Korea Monsoon Safe-Driving Guide
Wet-road rules, flooded-car emergency response and insurance process — all in one.
1. Pre-monsoon inspection (4 weeks before)
Korea's monsoon (jangma) typically runs mid-June through late July with frequent 30mm/hour downpours. Worn wipers, low-tread tires, dim headlights — any one of them can cause an accident in such conditions. Inspect and replace the items below at least 2~4 weeks before monsoon onset.
- Wiper blades — replace every 12 months; immediate replacement if streaks/chatter.
- Tire tread — replace below 4mm. Coin-test with a 100-won coin works in Korea.
- A/C and defog — must give cold air without odor in 5 minutes; both front/rear defog working.

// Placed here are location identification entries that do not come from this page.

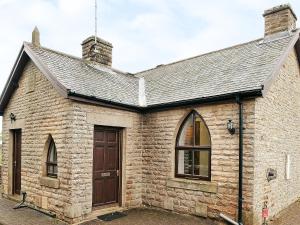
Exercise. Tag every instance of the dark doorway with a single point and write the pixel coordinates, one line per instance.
(106, 164)
(17, 140)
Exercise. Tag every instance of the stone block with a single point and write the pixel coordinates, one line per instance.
(169, 203)
(201, 209)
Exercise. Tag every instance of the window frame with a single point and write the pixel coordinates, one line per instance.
(49, 163)
(192, 149)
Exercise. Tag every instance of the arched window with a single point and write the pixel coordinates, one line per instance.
(193, 149)
(52, 160)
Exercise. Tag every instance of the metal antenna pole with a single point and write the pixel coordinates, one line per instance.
(96, 21)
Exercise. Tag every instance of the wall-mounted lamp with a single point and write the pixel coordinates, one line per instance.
(12, 117)
(230, 127)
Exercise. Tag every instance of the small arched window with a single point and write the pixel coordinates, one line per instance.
(52, 160)
(193, 149)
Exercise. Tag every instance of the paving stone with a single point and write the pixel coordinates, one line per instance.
(24, 216)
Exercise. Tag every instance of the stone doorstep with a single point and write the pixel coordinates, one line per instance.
(99, 212)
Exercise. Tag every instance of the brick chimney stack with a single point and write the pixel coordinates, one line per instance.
(279, 19)
(36, 37)
(98, 52)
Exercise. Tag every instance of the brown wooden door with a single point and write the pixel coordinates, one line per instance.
(17, 139)
(106, 166)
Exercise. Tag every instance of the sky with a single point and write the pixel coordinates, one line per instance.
(144, 33)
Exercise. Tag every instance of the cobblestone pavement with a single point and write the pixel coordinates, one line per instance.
(24, 216)
(146, 216)
(289, 216)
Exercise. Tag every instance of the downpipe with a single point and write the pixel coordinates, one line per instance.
(228, 219)
(23, 204)
(241, 153)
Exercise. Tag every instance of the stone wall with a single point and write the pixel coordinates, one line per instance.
(84, 118)
(277, 133)
(39, 111)
(203, 198)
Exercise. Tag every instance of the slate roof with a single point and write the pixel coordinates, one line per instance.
(85, 78)
(239, 69)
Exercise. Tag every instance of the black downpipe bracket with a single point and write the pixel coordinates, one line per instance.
(241, 153)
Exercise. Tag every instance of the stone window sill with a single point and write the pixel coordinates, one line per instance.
(49, 182)
(194, 185)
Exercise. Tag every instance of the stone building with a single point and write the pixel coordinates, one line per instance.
(79, 135)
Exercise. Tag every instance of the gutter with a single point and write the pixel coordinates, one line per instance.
(163, 106)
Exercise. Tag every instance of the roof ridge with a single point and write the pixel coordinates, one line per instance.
(76, 58)
(193, 57)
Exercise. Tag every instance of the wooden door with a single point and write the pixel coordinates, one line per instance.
(106, 164)
(17, 139)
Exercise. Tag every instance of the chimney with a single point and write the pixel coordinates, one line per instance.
(36, 37)
(279, 19)
(99, 51)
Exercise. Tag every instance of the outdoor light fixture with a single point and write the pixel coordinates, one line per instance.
(230, 127)
(12, 117)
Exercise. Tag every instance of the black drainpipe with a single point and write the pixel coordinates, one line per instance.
(241, 153)
(240, 197)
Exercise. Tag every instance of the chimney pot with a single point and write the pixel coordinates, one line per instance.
(279, 19)
(98, 52)
(36, 37)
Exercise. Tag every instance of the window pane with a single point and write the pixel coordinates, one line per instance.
(202, 137)
(185, 158)
(55, 170)
(52, 153)
(201, 159)
(187, 133)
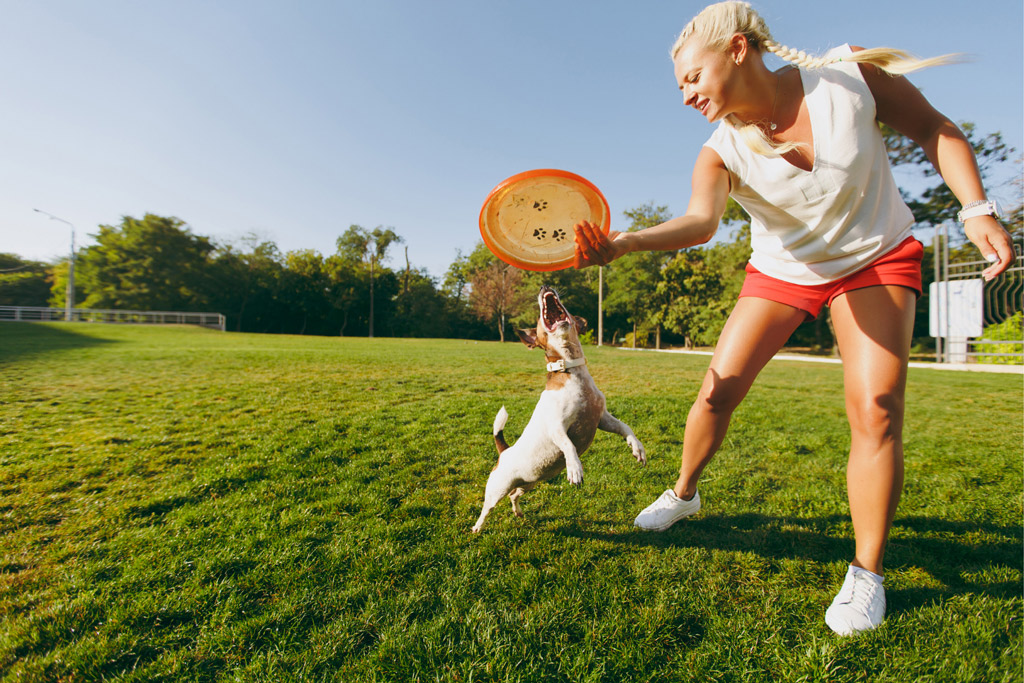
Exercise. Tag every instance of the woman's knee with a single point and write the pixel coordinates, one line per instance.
(879, 416)
(721, 394)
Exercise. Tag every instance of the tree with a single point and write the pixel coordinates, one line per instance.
(153, 263)
(357, 244)
(24, 283)
(498, 293)
(633, 280)
(936, 204)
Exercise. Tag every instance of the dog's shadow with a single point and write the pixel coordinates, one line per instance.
(928, 543)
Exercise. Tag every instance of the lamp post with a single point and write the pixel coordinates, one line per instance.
(70, 293)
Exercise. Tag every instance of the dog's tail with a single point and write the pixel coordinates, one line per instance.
(499, 430)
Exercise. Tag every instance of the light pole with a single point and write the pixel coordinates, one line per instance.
(70, 293)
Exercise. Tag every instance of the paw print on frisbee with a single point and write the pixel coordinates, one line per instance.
(527, 219)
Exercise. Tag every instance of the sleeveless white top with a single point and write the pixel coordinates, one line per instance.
(811, 227)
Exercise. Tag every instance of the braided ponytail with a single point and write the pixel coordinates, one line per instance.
(717, 24)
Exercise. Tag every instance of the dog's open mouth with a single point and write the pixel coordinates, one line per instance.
(552, 311)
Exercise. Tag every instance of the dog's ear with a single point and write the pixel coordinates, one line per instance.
(528, 337)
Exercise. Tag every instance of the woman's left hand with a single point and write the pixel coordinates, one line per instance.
(993, 243)
(593, 247)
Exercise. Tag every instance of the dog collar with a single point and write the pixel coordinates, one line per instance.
(561, 366)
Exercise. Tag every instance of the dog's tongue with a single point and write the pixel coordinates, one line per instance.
(553, 311)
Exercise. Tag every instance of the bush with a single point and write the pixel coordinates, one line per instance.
(1010, 330)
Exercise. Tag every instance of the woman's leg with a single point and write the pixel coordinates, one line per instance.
(757, 329)
(873, 328)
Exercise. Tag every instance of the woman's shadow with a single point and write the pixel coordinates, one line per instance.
(934, 545)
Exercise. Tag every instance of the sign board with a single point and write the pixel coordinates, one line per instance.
(965, 314)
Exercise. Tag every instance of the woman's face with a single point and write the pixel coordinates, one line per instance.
(706, 79)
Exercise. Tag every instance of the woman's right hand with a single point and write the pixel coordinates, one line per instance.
(993, 242)
(594, 247)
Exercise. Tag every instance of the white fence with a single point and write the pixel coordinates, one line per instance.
(35, 314)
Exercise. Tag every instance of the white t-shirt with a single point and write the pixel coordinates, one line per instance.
(811, 227)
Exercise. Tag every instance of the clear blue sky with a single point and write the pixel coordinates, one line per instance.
(295, 119)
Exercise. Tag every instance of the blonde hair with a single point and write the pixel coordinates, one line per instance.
(716, 25)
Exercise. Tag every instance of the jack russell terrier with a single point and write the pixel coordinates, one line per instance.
(569, 412)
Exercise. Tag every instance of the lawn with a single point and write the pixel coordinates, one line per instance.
(185, 505)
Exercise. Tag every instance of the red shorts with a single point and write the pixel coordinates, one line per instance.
(898, 266)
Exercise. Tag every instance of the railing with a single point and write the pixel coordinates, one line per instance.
(37, 314)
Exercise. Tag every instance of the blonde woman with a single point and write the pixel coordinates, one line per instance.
(800, 150)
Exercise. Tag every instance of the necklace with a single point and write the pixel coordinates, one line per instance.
(771, 123)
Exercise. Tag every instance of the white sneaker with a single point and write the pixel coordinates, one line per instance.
(666, 511)
(860, 604)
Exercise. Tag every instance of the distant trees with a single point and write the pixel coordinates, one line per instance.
(679, 298)
(24, 283)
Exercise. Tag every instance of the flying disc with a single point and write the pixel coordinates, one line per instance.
(527, 219)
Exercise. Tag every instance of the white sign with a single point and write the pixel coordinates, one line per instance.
(965, 312)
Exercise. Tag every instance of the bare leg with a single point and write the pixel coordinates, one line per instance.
(873, 328)
(755, 332)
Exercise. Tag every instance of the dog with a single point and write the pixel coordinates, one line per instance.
(567, 416)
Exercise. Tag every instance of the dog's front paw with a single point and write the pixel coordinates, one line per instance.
(638, 451)
(573, 472)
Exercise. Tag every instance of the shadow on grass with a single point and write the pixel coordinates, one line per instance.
(23, 339)
(922, 542)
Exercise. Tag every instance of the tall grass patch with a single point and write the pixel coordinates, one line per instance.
(180, 504)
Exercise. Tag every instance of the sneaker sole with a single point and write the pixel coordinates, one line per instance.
(665, 526)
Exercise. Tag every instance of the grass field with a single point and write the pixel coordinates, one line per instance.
(185, 505)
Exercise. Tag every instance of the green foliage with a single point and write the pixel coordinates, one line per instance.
(153, 263)
(24, 283)
(186, 505)
(937, 204)
(1011, 329)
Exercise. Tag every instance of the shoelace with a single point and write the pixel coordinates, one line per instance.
(666, 502)
(861, 593)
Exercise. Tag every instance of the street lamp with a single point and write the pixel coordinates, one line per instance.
(70, 294)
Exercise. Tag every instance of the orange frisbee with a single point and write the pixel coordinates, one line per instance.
(527, 219)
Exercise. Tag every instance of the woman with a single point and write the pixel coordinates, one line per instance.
(800, 150)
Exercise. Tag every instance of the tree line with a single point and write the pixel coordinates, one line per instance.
(368, 287)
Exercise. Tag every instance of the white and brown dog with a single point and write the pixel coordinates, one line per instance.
(569, 412)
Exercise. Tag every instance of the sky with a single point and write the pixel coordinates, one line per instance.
(292, 120)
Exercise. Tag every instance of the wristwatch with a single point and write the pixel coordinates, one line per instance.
(979, 208)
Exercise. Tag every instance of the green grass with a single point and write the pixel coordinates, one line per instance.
(185, 505)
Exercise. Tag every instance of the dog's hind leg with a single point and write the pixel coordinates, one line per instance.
(514, 499)
(610, 423)
(500, 484)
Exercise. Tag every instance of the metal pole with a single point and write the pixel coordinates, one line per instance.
(70, 291)
(938, 280)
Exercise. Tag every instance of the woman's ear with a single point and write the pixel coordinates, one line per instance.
(738, 47)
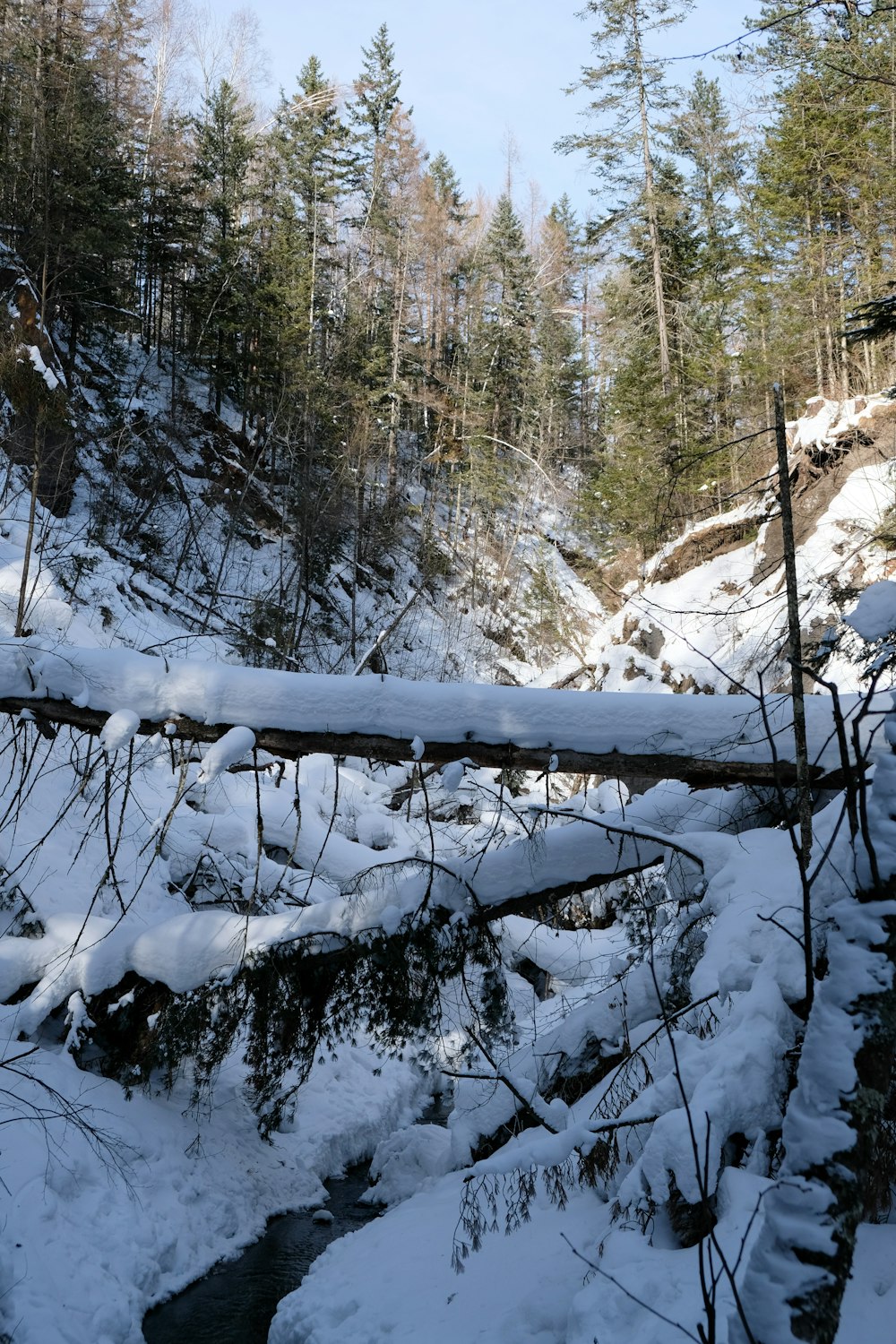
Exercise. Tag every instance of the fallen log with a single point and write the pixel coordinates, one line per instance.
(500, 755)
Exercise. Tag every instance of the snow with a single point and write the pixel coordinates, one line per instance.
(140, 859)
(727, 728)
(874, 616)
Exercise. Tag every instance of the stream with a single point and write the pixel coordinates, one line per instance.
(237, 1300)
(236, 1303)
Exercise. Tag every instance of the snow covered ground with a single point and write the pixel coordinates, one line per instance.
(123, 857)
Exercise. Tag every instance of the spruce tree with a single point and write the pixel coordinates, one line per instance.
(220, 292)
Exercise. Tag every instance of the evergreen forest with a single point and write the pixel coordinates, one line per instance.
(446, 645)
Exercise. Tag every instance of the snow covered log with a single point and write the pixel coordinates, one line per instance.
(699, 739)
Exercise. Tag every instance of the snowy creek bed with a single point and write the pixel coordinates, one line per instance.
(237, 1300)
(236, 1303)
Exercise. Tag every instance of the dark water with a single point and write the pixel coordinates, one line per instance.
(237, 1301)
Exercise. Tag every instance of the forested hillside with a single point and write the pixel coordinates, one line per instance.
(446, 650)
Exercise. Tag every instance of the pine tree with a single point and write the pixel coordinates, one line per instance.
(220, 292)
(629, 91)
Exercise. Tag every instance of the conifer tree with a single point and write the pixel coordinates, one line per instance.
(220, 292)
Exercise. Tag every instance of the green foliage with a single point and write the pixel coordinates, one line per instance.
(296, 1002)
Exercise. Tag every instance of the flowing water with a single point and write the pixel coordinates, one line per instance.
(236, 1303)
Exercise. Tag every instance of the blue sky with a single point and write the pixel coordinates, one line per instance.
(476, 70)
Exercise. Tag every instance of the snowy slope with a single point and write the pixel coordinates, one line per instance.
(124, 857)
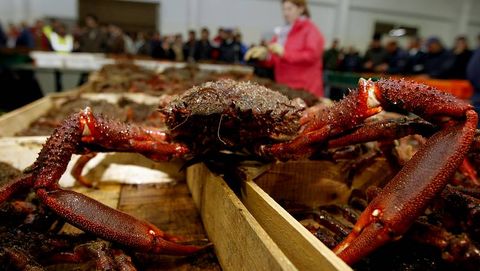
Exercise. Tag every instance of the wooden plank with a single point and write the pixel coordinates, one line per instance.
(310, 183)
(316, 183)
(304, 250)
(20, 119)
(239, 241)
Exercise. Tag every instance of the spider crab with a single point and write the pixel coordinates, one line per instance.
(229, 115)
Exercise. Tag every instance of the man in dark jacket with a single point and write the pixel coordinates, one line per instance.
(203, 47)
(473, 74)
(438, 61)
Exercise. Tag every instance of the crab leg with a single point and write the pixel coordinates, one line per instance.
(405, 197)
(82, 211)
(334, 120)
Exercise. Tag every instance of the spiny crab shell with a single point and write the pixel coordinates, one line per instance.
(232, 115)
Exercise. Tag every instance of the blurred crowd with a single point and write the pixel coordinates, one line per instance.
(429, 57)
(93, 37)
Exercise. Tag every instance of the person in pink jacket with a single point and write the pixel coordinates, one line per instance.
(296, 51)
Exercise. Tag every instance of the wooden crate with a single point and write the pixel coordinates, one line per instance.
(309, 183)
(240, 243)
(21, 118)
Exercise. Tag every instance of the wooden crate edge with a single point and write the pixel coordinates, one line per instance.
(240, 242)
(302, 248)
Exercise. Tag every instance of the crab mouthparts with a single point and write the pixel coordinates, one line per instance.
(369, 85)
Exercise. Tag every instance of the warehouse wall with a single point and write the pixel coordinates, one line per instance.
(350, 20)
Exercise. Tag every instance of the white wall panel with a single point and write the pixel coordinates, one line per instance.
(255, 18)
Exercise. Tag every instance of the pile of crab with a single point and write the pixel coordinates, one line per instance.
(243, 117)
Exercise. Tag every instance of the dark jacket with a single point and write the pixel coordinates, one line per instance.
(203, 50)
(473, 71)
(459, 67)
(439, 65)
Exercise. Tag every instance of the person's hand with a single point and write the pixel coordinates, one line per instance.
(256, 52)
(276, 48)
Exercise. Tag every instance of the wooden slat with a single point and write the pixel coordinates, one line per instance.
(240, 242)
(20, 119)
(304, 250)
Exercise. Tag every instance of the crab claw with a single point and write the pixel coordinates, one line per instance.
(407, 196)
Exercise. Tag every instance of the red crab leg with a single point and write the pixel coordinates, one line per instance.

- Battery — get a CCA test if older than 3 years.
- All exterior lights — visibility in rain matters more than you think.
- Cowl drains and rubber seals — clean under-hood drains, check door/trunk seals.
2. Wet-road driving rules
- Cut speed to 80% of the posted limit (50% in heavy rain).
- Headlights ON — even during the day, for visibility to other drivers.
- Double your following distance — wet braking distance is 1.5~2× longer.
3. Flooded-car emergency
Never crank a flooded engine. Water inside causes hydrolock and destroys the engine instantly. Call your insurer for a tow.
4. Flood insurance claim
Korean comprehensive (자차) coverage handles flood. Liability-only does not. Photograph the scene heavily, file with your insurer, accept the towed shop assignment, then total-vs-repair decision depends on damage level.
5. Avoid flood-prone parking
When a heavy-rain advisory is issued, move the car to high ground immediately. Riverside, semi-basement, and underground parking are statistically the worst.